Soil Sensor Types
Volumetric Water Content Sensors
Sensors that measure the volumetric water content are typically referred to as soil moisture sensors. “Volumetric Water Content” or VWC is a measure of the amount of water held in a soil expressed as a percentage of the total mixture, and is often called simply “soil moisture”. The amount of water that can be stored by a soil and its availability to plants both depend on soil type.
Tensiometers (Soil Matric Potential Sensors)
Tensiometers measure the soil water potential or matric potential. Soil matric potential is the pressure it takes to pull water out of the soil and is an indicator of stress to plants and crops. It can be used to determine soil water fluxes and available water held in the soil.
Most soil sensors are single-point sensors, which means they take a measurement (or series of measurements if more than one soil attribute is being measured) at a single location.

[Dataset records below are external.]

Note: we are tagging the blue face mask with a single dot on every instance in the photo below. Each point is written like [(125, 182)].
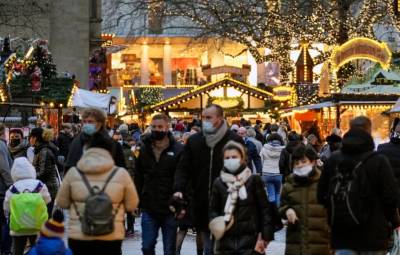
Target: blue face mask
[(89, 128), (208, 127)]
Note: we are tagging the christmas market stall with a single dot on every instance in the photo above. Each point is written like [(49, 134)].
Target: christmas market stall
[(238, 100), (30, 87)]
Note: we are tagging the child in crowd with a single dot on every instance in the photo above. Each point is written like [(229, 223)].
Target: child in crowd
[(307, 232), (25, 201), (240, 214), (51, 237)]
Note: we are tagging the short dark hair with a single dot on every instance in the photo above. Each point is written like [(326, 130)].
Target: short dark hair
[(302, 151), (16, 131), (220, 110), (275, 137), (2, 129), (161, 116), (361, 122)]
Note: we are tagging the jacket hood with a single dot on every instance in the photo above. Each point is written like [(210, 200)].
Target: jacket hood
[(291, 144), (357, 141), (22, 169), (96, 160), (50, 246), (273, 151), (20, 147)]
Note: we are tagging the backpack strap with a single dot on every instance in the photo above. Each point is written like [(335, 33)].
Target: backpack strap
[(114, 171), (14, 190), (38, 188), (85, 181)]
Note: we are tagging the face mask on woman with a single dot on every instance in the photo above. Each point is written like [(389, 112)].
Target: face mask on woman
[(232, 164), (303, 171)]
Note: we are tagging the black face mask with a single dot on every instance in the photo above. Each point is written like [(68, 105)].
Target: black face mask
[(158, 135), (15, 142)]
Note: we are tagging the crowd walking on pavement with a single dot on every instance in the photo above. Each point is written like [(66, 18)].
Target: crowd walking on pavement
[(232, 184)]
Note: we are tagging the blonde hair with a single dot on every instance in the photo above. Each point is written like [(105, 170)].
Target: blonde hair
[(48, 134), (232, 145)]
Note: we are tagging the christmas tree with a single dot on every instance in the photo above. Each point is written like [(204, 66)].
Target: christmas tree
[(42, 58)]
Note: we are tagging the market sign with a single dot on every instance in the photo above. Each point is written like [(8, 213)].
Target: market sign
[(282, 93), (208, 70), (361, 48)]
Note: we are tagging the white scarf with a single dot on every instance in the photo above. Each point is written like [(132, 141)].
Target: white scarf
[(236, 188)]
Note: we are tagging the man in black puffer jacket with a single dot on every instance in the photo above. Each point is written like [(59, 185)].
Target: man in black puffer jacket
[(201, 163), (392, 149), (357, 145), (154, 179)]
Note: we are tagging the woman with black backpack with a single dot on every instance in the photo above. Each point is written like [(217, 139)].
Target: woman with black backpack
[(98, 194)]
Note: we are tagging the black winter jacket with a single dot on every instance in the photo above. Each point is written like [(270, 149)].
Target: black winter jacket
[(285, 160), (154, 180), (251, 216), (76, 151), (64, 142), (373, 236), (392, 152), (194, 168), (45, 165)]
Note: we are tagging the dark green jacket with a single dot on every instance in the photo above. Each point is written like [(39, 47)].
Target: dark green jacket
[(309, 235)]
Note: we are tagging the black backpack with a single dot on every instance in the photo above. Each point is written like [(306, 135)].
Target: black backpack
[(349, 194), (99, 214)]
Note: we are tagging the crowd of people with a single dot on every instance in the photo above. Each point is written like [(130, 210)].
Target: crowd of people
[(233, 184)]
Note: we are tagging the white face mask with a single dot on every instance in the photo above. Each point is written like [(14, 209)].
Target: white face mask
[(232, 164), (303, 171)]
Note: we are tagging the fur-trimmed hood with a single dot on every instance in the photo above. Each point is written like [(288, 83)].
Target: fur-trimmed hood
[(22, 169), (95, 160)]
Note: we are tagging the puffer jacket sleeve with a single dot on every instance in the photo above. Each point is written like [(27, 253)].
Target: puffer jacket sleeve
[(285, 204), (63, 198), (131, 199), (267, 224), (182, 171), (45, 194), (390, 191), (215, 202)]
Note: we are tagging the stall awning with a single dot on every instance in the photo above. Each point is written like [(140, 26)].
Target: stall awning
[(396, 107), (85, 98), (313, 106)]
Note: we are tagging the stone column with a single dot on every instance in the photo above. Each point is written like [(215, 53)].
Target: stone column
[(144, 65), (69, 38), (167, 64)]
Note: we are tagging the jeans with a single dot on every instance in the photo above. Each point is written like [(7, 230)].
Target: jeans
[(95, 247), (150, 228), (208, 243), (273, 184), (352, 252), (19, 243)]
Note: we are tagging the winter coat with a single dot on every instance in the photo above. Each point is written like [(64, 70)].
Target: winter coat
[(392, 152), (50, 246), (270, 158), (374, 235), (130, 159), (97, 165), (24, 177), (285, 160), (77, 147), (63, 142), (251, 217), (19, 150), (5, 169), (195, 168), (309, 235), (253, 157), (45, 165), (155, 180)]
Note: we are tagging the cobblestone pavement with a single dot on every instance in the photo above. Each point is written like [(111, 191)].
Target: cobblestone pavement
[(132, 245)]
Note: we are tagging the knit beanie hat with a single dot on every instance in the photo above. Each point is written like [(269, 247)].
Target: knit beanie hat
[(54, 227)]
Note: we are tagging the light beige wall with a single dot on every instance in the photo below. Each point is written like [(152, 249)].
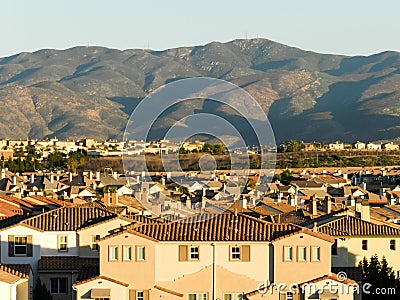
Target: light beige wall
[(5, 290), (350, 252), (140, 274), (45, 278), (202, 282), (170, 268), (300, 271), (118, 291), (343, 291), (22, 289), (101, 229)]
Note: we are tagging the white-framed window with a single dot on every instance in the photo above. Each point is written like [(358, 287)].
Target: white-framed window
[(113, 253), (62, 243), (141, 253), (287, 253), (58, 285), (302, 253), (235, 253), (194, 252), (233, 296), (20, 245), (126, 252), (315, 253), (139, 295), (197, 296), (93, 244), (392, 245)]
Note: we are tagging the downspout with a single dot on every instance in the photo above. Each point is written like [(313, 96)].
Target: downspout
[(214, 275)]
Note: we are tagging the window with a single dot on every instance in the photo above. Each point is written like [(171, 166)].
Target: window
[(194, 253), (302, 252), (392, 245), (141, 253), (20, 246), (62, 243), (364, 244), (233, 296), (58, 285), (113, 253), (139, 295), (334, 248), (127, 253), (197, 296), (93, 244), (235, 253), (316, 253), (287, 253)]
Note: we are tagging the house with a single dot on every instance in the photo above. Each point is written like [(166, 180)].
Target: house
[(373, 146), (208, 257), (336, 146), (359, 145), (16, 281), (356, 238)]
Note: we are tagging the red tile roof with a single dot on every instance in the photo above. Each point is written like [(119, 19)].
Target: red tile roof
[(216, 227)]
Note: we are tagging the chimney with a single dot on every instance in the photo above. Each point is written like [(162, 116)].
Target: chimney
[(188, 202), (313, 206), (243, 202), (365, 213), (328, 205)]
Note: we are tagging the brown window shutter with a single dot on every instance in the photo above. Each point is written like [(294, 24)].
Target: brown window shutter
[(10, 245), (29, 249), (245, 253), (183, 252), (132, 294)]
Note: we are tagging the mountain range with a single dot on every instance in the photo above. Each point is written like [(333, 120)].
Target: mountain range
[(91, 91)]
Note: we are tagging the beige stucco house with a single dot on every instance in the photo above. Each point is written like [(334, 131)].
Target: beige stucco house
[(223, 256)]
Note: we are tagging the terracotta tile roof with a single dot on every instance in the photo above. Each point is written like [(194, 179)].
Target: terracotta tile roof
[(216, 227), (69, 218), (101, 277), (87, 272), (331, 276), (352, 226), (19, 270), (12, 221), (73, 263)]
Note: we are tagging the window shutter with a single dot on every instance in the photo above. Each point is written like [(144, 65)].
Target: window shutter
[(10, 245), (29, 246), (245, 253), (132, 294), (183, 249)]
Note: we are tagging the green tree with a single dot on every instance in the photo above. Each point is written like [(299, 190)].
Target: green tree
[(40, 292), (379, 275)]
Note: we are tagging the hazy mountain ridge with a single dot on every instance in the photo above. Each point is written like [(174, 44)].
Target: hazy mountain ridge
[(90, 91)]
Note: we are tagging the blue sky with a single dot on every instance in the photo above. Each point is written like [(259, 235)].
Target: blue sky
[(343, 27)]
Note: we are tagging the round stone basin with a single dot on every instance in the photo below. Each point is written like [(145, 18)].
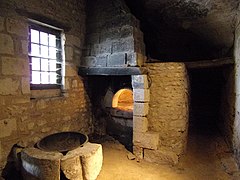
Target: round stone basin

Examples of single-point soil probes
Soil Profiling Probes
Profiling probes measure soil moisture (and often other attributes like temperature) across a vertical soil profile, typically spanning a range of 30cm to 120cm. Soil profiling probes typically consist of multiple single-point sensors housed within an elongated enclosure, although some, like the GroPoint Profile feature modular segments which form a single antenna for continuous measurement across the entire length. A soil profiling probe is installed in the soil vertically.
Measuring soil moisture at multiple depths is important for optimizing irrigation, as it helps characterize the penetration of water throughout the root zone.
The chief advantage of using a soil profiling probe is the elimination of the cost of multiple single-point sensors and the need to excavate a large hole in order to bury them at the appropriate depths.
Profiling probes are usually manufactured as parallel pairs of rings along a probe or rod, and are typically installed in plastic or PVC access tubes where the electric field between the sensor and the soil must pass through the plastic tube. This design imposes uncertainties as to whether the access tube, soil, or meniscus that can form on the outside of the access tube following rainfall or irrigation, is being measured. The volume of measurement and its geometry are also uncertain (Topp 2003). Profiling probes which don’t require an access tube will typically provide greater accuracy for this reason. The GroPoint Profile (which also uses the superior TDT method of moisture measurement) and Hydrascout HSTi are examples.
Examples of profiling probes
Permanent and Semi-Permanent Installations
Soil sensors are typically buried and left for continuous long-term monitoring (if connected to a data logger or wireless remote telemetry) or on-demand monitoring (using a handheld reader). They can remain buried indefinitely, subject to the durability of the sensor and especially the cable.
Portable Soil Sensors
Portable soil sensors are designed to provide the user an instantaneous reading of soil moisture in a battery-powered, self-contained unit that can be taken anywhere. Readings are displayed either on an integrated display, or on the user’s smartphone which communicates with the sensor unit wirelessly (Bluetooth or WiFi).